First, you define "the set of all terms in the elements of the set $X$ under the formal group operations $\mu$, $i$, $e$" to mean a set which is given with functions symb${}_T\colon X\to T$, $\mu_T\colon T^2\to T$, $i_T\colon T\to T$, and $e_T\colon T^0\to T$, such that each of these maps is one-to-one, their images are disjoint, and $T$ is the union of the images, and $T$ is generated by symb${}_T(X)$ under the operations $\mu_T$, $i_T$, and $e_T$. Such a set exists (it can be constructed inductively with enough care; given in Chapter 1 of the same notes). Then one defines an apropriate equivalence relation $\sim$ on $T$; the set $T/\sim$ gives the underlying set of the free group, and one defines the operations in the free group via representatives in the natural way. Bergman labels this "the logician's approach" (section 2.2).
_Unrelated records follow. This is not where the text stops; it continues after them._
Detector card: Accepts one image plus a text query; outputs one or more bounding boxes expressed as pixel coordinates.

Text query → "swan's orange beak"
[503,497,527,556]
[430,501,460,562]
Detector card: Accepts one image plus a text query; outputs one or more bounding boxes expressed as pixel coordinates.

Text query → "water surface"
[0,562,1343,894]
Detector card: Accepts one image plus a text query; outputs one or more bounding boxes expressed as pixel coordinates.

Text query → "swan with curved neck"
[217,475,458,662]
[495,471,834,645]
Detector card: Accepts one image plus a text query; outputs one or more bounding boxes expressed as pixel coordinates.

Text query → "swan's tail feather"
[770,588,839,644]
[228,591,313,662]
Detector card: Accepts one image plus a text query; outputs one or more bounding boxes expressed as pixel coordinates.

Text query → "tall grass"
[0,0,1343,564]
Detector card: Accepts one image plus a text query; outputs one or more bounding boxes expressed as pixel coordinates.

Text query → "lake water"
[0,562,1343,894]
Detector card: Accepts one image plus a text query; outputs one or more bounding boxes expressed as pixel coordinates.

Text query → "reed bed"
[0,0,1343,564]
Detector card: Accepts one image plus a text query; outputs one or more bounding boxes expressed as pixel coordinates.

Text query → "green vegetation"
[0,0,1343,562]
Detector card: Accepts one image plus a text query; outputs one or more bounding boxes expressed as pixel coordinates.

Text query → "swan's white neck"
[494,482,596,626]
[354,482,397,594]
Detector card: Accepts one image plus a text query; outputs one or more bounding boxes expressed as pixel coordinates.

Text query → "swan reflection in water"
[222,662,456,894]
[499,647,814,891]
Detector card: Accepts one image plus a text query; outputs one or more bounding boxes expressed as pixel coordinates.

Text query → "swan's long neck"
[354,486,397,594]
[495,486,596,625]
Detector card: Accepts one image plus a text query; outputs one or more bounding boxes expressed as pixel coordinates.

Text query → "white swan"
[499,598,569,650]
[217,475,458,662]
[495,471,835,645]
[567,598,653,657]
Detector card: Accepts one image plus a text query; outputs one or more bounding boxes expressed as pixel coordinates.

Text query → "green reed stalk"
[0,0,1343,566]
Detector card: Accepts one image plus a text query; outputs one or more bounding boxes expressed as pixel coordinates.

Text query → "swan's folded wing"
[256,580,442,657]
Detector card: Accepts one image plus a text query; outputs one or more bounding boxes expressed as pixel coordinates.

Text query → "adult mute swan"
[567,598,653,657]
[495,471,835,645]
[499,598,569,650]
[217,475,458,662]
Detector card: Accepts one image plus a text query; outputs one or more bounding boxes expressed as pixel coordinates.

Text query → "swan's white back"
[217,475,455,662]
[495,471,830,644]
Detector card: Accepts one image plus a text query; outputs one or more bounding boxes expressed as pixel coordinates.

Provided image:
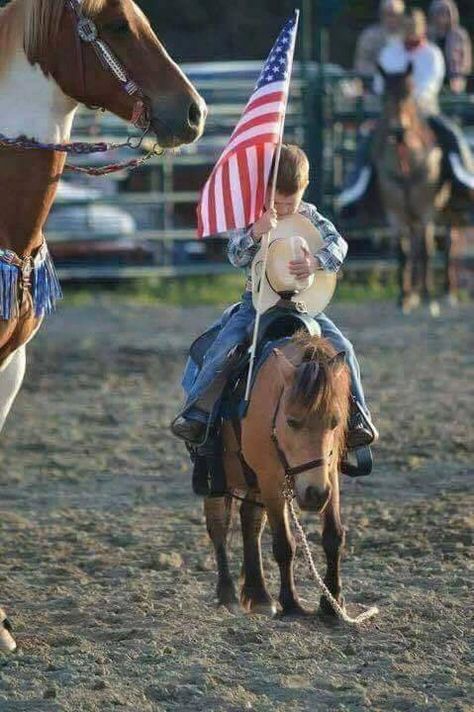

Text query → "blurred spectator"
[374,10,446,115]
[428,0,472,92]
[354,0,405,77]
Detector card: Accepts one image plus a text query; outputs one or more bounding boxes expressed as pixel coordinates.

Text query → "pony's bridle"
[271,388,332,484]
[66,0,149,128]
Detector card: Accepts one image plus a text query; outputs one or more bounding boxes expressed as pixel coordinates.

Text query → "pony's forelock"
[289,331,349,462]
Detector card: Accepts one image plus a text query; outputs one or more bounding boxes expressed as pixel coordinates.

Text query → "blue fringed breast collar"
[0,242,62,320]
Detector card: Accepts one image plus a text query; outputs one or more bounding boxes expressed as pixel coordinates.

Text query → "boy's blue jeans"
[182,292,367,422]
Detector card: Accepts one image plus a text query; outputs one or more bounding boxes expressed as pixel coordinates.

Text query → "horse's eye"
[104,20,130,35]
[286,418,303,430]
[329,415,340,430]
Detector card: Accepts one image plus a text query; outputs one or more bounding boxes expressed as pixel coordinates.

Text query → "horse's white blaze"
[0,48,78,143]
[0,346,26,430]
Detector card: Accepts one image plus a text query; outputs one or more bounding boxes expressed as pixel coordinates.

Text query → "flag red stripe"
[207,171,217,235]
[237,151,252,225]
[244,91,286,116]
[254,146,267,220]
[222,161,235,229]
[232,111,283,140]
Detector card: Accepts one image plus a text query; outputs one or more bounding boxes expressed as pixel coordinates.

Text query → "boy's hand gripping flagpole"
[245,10,300,403]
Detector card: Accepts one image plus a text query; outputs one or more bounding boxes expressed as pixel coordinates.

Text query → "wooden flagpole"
[245,10,300,403]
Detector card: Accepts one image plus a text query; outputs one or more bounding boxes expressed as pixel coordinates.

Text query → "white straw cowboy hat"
[252,214,336,315]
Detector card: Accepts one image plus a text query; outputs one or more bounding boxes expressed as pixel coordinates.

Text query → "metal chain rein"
[283,477,379,625]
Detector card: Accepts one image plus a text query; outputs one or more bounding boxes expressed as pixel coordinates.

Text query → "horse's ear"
[328,351,346,376]
[273,349,296,385]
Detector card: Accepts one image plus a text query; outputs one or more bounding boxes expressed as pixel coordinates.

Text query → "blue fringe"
[0,253,63,320]
[32,252,63,316]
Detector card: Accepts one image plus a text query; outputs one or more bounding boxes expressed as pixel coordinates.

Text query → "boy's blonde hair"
[270,143,309,195]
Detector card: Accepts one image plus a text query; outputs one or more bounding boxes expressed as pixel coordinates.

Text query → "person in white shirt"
[338,9,474,216]
[374,10,446,116]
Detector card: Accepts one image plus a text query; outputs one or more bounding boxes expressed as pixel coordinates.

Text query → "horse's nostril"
[188,101,204,128]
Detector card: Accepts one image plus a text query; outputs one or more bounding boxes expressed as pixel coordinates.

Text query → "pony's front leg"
[319,472,345,616]
[204,497,239,611]
[240,500,276,615]
[264,499,309,616]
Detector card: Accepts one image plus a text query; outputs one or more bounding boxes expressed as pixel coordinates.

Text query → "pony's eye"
[286,418,303,430]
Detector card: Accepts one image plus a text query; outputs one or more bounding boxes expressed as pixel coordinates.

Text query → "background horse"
[205,334,349,615]
[0,0,206,642]
[372,66,449,315]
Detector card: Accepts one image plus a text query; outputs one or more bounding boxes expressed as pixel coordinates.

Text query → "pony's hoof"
[318,596,345,620]
[0,608,16,653]
[428,300,441,319]
[278,603,314,620]
[218,601,241,616]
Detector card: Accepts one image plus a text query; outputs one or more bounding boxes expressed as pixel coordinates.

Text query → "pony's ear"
[273,349,296,385]
[328,351,346,376]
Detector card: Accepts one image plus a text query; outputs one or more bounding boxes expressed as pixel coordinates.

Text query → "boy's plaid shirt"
[222,202,348,289]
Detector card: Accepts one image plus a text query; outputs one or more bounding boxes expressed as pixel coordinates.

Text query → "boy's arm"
[300,203,348,272]
[226,227,260,267]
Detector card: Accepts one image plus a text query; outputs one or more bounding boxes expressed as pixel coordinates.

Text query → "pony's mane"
[0,0,107,73]
[290,331,349,454]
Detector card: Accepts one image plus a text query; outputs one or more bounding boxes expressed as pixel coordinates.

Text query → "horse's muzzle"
[150,93,207,148]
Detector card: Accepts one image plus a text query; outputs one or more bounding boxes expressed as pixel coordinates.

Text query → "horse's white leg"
[0,346,26,430]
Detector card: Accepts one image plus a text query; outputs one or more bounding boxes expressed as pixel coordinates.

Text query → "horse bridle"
[66,0,149,128]
[271,388,332,482]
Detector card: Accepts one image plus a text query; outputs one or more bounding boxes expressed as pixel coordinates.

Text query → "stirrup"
[341,445,374,477]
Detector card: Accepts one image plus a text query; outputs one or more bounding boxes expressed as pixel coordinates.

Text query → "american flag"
[197,12,298,237]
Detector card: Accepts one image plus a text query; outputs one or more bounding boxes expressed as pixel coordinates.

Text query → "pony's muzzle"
[300,485,331,512]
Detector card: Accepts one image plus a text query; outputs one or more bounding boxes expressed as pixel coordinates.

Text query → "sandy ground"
[0,302,474,712]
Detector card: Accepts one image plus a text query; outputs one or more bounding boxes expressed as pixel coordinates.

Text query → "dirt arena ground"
[0,301,474,712]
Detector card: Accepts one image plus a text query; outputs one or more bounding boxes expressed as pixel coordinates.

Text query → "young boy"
[171,144,378,447]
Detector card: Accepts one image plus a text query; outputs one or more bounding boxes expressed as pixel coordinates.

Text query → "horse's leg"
[0,346,26,652]
[204,497,238,610]
[240,500,276,615]
[398,229,413,312]
[319,472,345,616]
[421,221,439,316]
[0,346,26,430]
[264,499,308,616]
[444,225,459,305]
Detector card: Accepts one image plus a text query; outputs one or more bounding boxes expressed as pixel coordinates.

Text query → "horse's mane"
[290,331,349,458]
[0,0,107,73]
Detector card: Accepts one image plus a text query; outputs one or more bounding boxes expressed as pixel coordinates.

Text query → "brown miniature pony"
[372,65,449,315]
[205,333,349,615]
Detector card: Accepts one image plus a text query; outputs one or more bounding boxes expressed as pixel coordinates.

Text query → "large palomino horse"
[372,66,449,315]
[204,332,349,616]
[0,0,206,647]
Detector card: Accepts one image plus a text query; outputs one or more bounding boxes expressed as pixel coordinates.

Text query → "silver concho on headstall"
[77,17,98,42]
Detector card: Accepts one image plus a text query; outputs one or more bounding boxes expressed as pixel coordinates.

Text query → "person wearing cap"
[374,9,474,193]
[354,0,405,77]
[171,144,378,449]
[338,9,474,214]
[428,0,472,93]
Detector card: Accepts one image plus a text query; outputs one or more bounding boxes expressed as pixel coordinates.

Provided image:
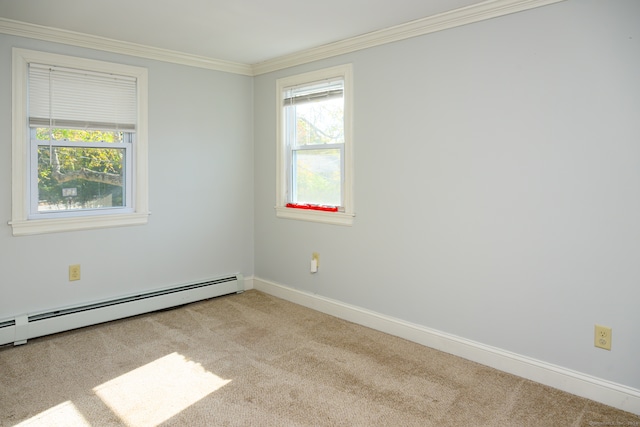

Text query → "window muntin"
[276,65,353,225]
[9,48,149,236]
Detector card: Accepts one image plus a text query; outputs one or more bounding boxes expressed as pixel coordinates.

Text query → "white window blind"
[28,63,137,132]
[283,79,344,106]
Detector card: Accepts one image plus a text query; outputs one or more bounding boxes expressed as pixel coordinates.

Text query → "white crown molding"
[0,0,565,76]
[253,0,565,75]
[252,276,640,415]
[0,18,253,76]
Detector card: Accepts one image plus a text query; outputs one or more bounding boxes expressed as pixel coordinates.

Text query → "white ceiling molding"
[0,0,565,76]
[253,0,565,75]
[0,18,253,76]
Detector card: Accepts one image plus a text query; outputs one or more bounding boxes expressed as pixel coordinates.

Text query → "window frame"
[9,48,149,236]
[275,64,355,226]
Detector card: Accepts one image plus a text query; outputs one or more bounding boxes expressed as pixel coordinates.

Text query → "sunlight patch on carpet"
[93,353,231,427]
[15,401,91,427]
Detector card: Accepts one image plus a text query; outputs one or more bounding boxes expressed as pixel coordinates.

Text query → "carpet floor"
[0,290,640,427]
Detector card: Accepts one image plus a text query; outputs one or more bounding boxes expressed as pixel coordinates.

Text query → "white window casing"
[275,64,355,226]
[9,48,149,236]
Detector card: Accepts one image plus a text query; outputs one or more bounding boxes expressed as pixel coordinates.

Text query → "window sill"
[9,213,149,236]
[275,206,355,226]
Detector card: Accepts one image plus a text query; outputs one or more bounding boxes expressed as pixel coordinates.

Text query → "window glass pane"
[38,145,126,212]
[293,148,342,206]
[290,97,344,146]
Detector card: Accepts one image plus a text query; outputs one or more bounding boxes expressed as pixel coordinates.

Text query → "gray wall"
[0,35,253,319]
[254,0,640,388]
An alternative construction ("the classical construction", section 2.4) gives "free groups as groups of words". Again, you start with a set $X$, and let $T$ be the set of all group-theoretic terms of $X$; identify $X$ with its image under symb, and one defines a subset $T_{red}$ of "reduced terms" (defining what this means appropriately) and then defining operations $\otimes$, ${}^{(-)}$, and $e_T$ on this set to make it into a group. Proving it is a group can be done either in the straightforward but tedious way, or by using "van der Waerden's trick" (embed the set $T_{red}$ into a group of permutations, and check that the operations you defined correspond to the operations in the image, so that "group"-ness gets inherited).

To get the free product, you let $X$ be the disjoint union of the underlying sets of $G$ and $H$, and either adds to the equivalence relation (in the "logician's approach"), or restricts the definition of "reduced words" (in the "classical approach"), in essentially the way you did.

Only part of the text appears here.